Promising antibacterial coating created from green tea and salt
August 23, 2013
Researchers at Northwestern University have discovered new ways of utilizing the properties of naturally occurring polyphenols found in green tea, red wine and dark chocolate. Dissolving polyphenol powders in water with a small amount of salt instantly produces transparent coatings that kill bacteria on contact, have antioxidant qualities and are non-toxic. The sticky nature of polyphenols and the low cost of materials could open the door to a wide range of uses for these coatings.
Apparently the coatings can stick to virtually any surface, even Teflon, and are only 20 to 100 nanometers thick, potentially making them ideal for use in a whole range products.
“We discovered a way to apply coatings onto a variety of surfaces that takes advantage of the sticky properties of the polyphenol compounds,” said Phillip B. Messersmith, Professor of Biomedical Engineering, who led the research. “It’s a very simple dip-coating process, and the antibacterial and antioxidant properties are preserved in the coating.
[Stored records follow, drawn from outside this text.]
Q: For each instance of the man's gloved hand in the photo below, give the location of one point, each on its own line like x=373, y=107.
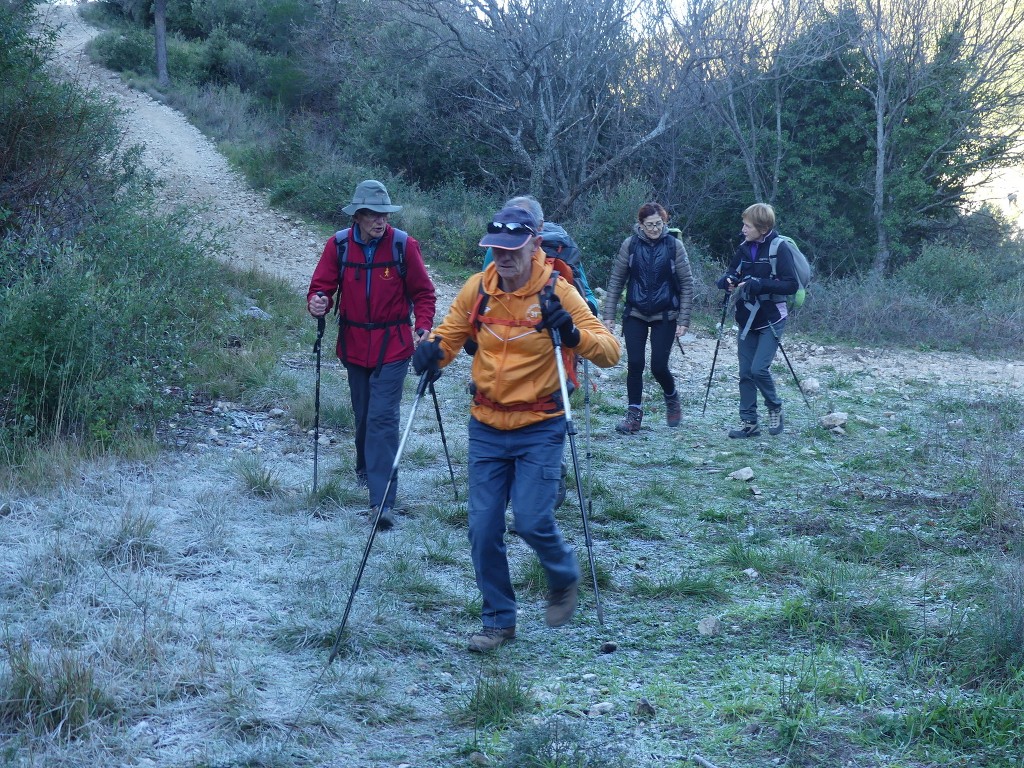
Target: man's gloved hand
x=752, y=289
x=426, y=357
x=555, y=316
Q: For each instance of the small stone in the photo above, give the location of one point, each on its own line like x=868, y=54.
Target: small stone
x=835, y=419
x=710, y=627
x=645, y=709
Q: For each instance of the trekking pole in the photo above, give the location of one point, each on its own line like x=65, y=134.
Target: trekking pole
x=420, y=389
x=440, y=427
x=721, y=330
x=586, y=410
x=321, y=325
x=570, y=429
x=778, y=340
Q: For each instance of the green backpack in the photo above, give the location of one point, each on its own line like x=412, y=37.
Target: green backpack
x=800, y=265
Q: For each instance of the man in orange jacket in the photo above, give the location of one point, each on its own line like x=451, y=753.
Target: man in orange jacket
x=517, y=423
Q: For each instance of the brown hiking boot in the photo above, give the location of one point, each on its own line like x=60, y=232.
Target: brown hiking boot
x=673, y=410
x=491, y=638
x=561, y=605
x=631, y=424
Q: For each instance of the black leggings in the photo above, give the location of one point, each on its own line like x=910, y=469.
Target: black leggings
x=663, y=333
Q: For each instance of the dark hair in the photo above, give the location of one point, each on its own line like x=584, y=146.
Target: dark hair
x=761, y=216
x=652, y=209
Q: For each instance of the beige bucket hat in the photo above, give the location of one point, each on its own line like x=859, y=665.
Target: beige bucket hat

One could take a stainless-steel hip implant apply the process to it, and the coating that emerges spontaneously and with no other modifications will kill bacteria and quench reactive oxygen species, such as free radicals.”
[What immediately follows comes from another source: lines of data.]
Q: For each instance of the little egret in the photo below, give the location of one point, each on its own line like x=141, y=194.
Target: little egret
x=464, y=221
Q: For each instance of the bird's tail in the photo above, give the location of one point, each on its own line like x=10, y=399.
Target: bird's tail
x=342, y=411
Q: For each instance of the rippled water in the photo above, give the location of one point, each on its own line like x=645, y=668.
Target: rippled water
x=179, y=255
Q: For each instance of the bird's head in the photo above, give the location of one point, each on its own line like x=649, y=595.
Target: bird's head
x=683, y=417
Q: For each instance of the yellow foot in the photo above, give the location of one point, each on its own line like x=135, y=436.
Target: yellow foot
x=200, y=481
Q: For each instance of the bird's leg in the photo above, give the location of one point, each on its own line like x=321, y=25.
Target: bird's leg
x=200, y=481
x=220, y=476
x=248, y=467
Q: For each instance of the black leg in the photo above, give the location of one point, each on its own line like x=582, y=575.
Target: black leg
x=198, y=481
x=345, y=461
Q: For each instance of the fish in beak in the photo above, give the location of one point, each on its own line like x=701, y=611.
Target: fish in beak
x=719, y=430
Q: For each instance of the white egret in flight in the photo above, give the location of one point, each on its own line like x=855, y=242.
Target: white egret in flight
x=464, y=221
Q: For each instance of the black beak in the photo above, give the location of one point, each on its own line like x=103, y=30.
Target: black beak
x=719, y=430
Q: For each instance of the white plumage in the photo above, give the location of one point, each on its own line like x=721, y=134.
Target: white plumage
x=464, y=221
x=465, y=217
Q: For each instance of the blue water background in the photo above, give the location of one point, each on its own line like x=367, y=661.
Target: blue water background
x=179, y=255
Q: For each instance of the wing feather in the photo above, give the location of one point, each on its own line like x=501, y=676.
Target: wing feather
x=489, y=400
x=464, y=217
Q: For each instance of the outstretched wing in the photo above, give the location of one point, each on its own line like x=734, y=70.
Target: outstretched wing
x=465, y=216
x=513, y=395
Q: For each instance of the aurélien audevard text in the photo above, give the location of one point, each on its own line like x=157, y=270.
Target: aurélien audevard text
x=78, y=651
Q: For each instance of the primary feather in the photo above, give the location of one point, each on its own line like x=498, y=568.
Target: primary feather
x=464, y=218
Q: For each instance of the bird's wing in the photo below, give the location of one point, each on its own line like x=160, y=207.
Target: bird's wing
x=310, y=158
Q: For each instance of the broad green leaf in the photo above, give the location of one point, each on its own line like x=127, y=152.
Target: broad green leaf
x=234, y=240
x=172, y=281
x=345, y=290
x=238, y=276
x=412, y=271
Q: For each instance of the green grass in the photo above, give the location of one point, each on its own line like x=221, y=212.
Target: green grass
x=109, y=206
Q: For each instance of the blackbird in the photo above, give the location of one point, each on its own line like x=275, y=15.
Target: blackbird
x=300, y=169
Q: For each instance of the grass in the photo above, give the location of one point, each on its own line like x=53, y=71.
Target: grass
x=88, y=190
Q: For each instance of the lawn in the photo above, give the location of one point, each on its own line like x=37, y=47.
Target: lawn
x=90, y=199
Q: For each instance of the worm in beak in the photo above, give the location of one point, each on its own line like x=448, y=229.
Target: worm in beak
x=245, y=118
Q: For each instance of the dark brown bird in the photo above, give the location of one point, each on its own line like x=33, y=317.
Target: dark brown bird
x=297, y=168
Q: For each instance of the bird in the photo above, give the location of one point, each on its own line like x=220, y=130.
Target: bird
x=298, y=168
Polyphenols are naturally occurring molecules found in many plants that also give some flowers, fruits, and vegetables their color. They are antioxidants that can reverse problems caused by oxidative stress to artery walls and their anti-inflammatory properties are said to help relieve chronic pain in conditions like rheumatoid arthritis.
Furthering their research, Professor Messersmith and his team experimented with dipping various objects into saline solutions of tannic acid or pyrogallol, with similar results but at a much lower cost and with even faster results. They went on to test “medically relevant polymers, engineering polymers, metals, inorganic substrates and ceramics,” with the same success. They were also able to modify the coatings enabling additional functions without affecting the original properties. In one experiment they succeeded in adding an anti-fouling element to the coating which would make it ideal for applying to pacemakers to prevent the buildup of cells on its surface.
“The coatings innately have properties that are very beneficial to saving lives and keeping people healthy," says Tadas S. Sileika, a graduate student in Messersmith’s lab and first author of the paper detailing the research. "Without any further modification, they can help prolong the life of a medical device, reduce inflammation in a patient and prevent bacterial infections.”
In fact, the list of potential uses of these coatings is a lengthy one with applications in consumer, medical and industrial products and facilities, water purification, not to mention the food processing industry.